Critics of Alcoholics Anonymous often say there’s no proof that AA works. But then, “proof” is a term that scientists don’t use. The outcome of research is evidence, not proof. The strongest “laws” in science, such as gravity and evolution, are theories.
Basically, the criticism is that AA hasn’t undergone rigorous randomized controlled trials (RCT). RCTs are what we use to show efficacy and safety of medicine: One group gets a placebo while the other group gets the real medicine, each without knowing it, and we see whether the real medicine works better than the placebo. That would be almost impossible with AA. Permission to attend AA cannot be denied to create a control group. But just because successful RCTs haven’t been done doesn’t mean there’s been no effective research on AA. A search in Google Scholar of research since 1980 with “Alcoholics Anonymous” in the title shows more than 1,000 hits and another 1,000 hits for “12 Steps” and “Twelve Steps.”
Let me cite a couple in particular:
- Research just published in Drug and Alcohol Dependence culled control and experimental groups for testing AA from the data of Project MATCH, an RCT of alcoholism treatments. Researcher Stephen Magura at Western Michigan University compared outcomes for people who attended AA only because it was part of their treatment program against people who did not attend AA because it wasn’t part of their treatment. This second group would have gone to AA if it had been part of their treatment, but it wasn’t. The results were that the group that went to AA as part of treatment had greater abstinence and less problem drinking.
- Researcher Lee Ann Kaskutas from the Alcohol Research Group has published many studies on AA; along with Marc Galanter, she edited a book on research about AA that contained many dozens of studies. In her 2009 paper entitled “Alcoholics Anonymous Effectiveness: Faith Meets Science,” a review of several dozen published research reports on the effectiveness of AA, Kaskutas notes that because randomized trials are so difficult with AA, many researchers instead use statistical methods to assess its effectiveness. She looked at six criteria for success and found that AA nailed five of them and showed middling success in the sixth.
- Rates of abstinence are about twice as high for those who attend AA
- Higher levels of AA attendance are related to higher rates of abstinence
- The above two successes are found among different samples and follow-up periods
- Prior AA attendance is predictive of subsequent abstinence
- Mechanisms of behavior change are evident at AA meetings
But the sixth criteria – labeled “specificity” — showed mixed results. It’s somewhat difficult to specifically identify AA attendance as leading to abstinence. Because there are so many variables, it’s hard to show precise cause and effect. Nonetheless, of four studies that examined specificity, two were positive, one was negative and one was null.

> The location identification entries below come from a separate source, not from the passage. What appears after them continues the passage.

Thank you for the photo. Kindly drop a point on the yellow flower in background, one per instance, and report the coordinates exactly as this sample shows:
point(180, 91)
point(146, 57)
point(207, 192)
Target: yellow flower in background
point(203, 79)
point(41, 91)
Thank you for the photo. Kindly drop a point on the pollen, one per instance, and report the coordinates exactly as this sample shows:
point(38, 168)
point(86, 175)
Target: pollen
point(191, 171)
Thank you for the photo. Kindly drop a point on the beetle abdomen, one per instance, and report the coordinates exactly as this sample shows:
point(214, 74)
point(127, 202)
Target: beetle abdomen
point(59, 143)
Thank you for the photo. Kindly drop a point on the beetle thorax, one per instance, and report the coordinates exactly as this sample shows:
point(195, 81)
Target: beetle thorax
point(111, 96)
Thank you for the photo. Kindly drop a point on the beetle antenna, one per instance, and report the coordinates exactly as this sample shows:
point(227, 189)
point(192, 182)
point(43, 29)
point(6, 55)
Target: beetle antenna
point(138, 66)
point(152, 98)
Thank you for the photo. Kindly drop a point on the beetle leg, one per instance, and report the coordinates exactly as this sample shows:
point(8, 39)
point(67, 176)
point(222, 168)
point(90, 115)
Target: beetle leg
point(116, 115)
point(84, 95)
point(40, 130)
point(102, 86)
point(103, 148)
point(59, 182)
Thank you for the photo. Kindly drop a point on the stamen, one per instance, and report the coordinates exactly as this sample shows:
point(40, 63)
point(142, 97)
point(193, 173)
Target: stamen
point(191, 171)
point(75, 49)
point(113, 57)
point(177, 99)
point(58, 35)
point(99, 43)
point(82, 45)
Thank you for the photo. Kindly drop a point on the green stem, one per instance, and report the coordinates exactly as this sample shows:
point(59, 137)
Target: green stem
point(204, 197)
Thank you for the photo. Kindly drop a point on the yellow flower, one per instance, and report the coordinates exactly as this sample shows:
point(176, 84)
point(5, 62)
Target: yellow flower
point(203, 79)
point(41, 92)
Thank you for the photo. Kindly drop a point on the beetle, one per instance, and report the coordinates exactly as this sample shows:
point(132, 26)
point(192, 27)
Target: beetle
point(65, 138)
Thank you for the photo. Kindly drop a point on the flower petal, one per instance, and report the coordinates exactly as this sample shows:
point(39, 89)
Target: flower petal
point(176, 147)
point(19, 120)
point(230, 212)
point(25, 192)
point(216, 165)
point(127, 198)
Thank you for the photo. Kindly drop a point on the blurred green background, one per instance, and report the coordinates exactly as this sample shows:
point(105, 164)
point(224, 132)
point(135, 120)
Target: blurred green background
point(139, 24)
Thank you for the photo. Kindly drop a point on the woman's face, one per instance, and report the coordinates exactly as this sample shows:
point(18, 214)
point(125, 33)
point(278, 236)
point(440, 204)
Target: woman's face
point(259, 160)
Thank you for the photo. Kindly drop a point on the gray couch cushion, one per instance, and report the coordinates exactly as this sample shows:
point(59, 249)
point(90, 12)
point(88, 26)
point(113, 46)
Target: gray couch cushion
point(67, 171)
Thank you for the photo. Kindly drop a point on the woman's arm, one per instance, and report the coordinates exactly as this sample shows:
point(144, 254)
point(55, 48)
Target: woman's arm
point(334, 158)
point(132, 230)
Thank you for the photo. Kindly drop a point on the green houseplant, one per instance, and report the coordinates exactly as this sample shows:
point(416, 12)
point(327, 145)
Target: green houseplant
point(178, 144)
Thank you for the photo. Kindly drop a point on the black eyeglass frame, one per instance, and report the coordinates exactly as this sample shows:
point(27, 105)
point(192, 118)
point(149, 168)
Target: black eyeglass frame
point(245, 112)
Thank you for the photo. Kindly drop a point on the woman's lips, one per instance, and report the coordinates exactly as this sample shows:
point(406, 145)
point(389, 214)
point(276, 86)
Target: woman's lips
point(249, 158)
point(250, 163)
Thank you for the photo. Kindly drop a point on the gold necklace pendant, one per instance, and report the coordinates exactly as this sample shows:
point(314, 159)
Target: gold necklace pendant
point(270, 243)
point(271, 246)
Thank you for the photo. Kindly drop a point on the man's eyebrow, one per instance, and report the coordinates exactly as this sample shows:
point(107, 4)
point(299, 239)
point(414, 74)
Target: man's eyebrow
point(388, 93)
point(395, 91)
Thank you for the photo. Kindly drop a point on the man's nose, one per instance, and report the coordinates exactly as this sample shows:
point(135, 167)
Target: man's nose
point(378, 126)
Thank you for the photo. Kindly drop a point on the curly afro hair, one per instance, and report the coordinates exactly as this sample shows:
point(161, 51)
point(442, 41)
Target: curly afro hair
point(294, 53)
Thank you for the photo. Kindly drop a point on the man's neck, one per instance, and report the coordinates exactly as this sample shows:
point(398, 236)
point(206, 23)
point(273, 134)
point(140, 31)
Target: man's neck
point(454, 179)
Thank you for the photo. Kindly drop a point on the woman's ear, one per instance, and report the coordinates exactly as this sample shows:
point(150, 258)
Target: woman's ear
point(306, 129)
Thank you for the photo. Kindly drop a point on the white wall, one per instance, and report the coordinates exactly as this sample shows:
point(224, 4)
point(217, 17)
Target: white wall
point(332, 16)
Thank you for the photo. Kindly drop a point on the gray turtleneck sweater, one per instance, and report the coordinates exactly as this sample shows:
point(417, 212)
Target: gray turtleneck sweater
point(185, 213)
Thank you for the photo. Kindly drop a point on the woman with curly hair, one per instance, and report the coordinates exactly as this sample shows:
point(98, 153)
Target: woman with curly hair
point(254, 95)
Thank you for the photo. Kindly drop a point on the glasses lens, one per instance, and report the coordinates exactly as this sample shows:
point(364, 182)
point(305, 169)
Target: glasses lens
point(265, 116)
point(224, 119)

Kaskutas put together an informative Power Point on this paper, which I found on the Internet and share with you here:
Of course, people who go to AA couldn’t care less about the research; they just know what works for them. True, AA doesn’t work for everybody. But then, many treatments for other chronic diseases work for some but not others.
We know alcoholism is a chronic disease. The research shows that AA is an effective treatment for it.